Confidence was something many of the women said they gained from the Girl Scouts.

Minnie Plummer lives in Grayson now, but fondly remembers when she became a Girl Scout in Pine Bluff, Arkansas back in 1945. “St. Peter’s Catholic Church set up a troop for Black girls. At that time we were called Negroes, it was a Negro Troop,” said Plummer.

Plummer said the best thing that ever happened to her was the summer camp where all of the Negro Troops in Arkansas went to for a week. “It was a really good experience for me. My parents thought that I developed a lot of confidence in meeting people because all of the scouts were from all over the state of Arkansas. We really had a good time.”

One of the Girl Scouts songs encourages young ladies to A number of the now grown-up scouts heeded that advice.

During her four years as a Girl Scout, Plummer developed a lifelong friendship, forged during that week-long summer camp. That friendship has lasted 70 years so far. “I've got to call her and tell her about this,” Plummer said joyfully after the good times she had sharing Scouting.

Leslie Johnson of Lawrenceville also met her best friend through the Girl Scouts. Johnson held a photo of her seven-year-old self when she was a Brownie and reminisced. “I stayed in Girl Scouting because I wanted that uniform right there,” Johnson said pointing to the dark green skirt set she brought to display. She was a scout for 11 years as a child and her mother was her Brownie troop leader. She then rejoined the organization when her daughters joined troops.

In between singing songs and playing games, the ladies were served tea and cookies—Girl Scout cookies of course. They shared stories from camp and remembered service activities and earning those prized badges.

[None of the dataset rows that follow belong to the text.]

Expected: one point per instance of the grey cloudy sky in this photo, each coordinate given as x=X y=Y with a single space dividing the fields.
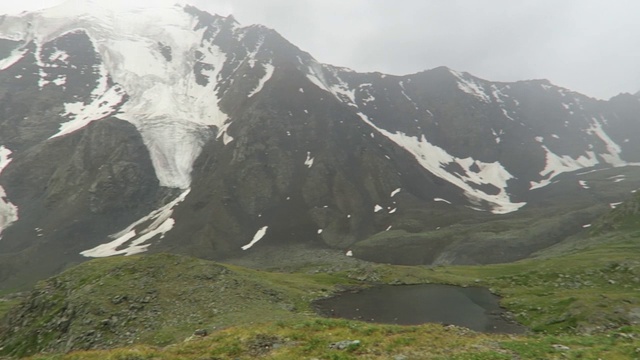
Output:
x=590 y=46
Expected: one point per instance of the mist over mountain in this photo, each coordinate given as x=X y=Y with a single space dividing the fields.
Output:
x=172 y=129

All of the women at the tea had joined the Scouts prior to 1969. Doris Snell of Snellville was the first in the group to become a Girl Scout, taking the oath in 1939. She brought with her a newspaper clipping from the Atlanta Journal-Constitution from 1946. The photo is of her as a young lady receiving the Curved Bar pin. It was the highest achievement for a Girl Scout at the time, comparable to the Boy Scouts’ Eagle Scout.

At the end of the festivities, the women joined hands in a friendship circle, just as they had done as girls. Making new friends, while keeping the old.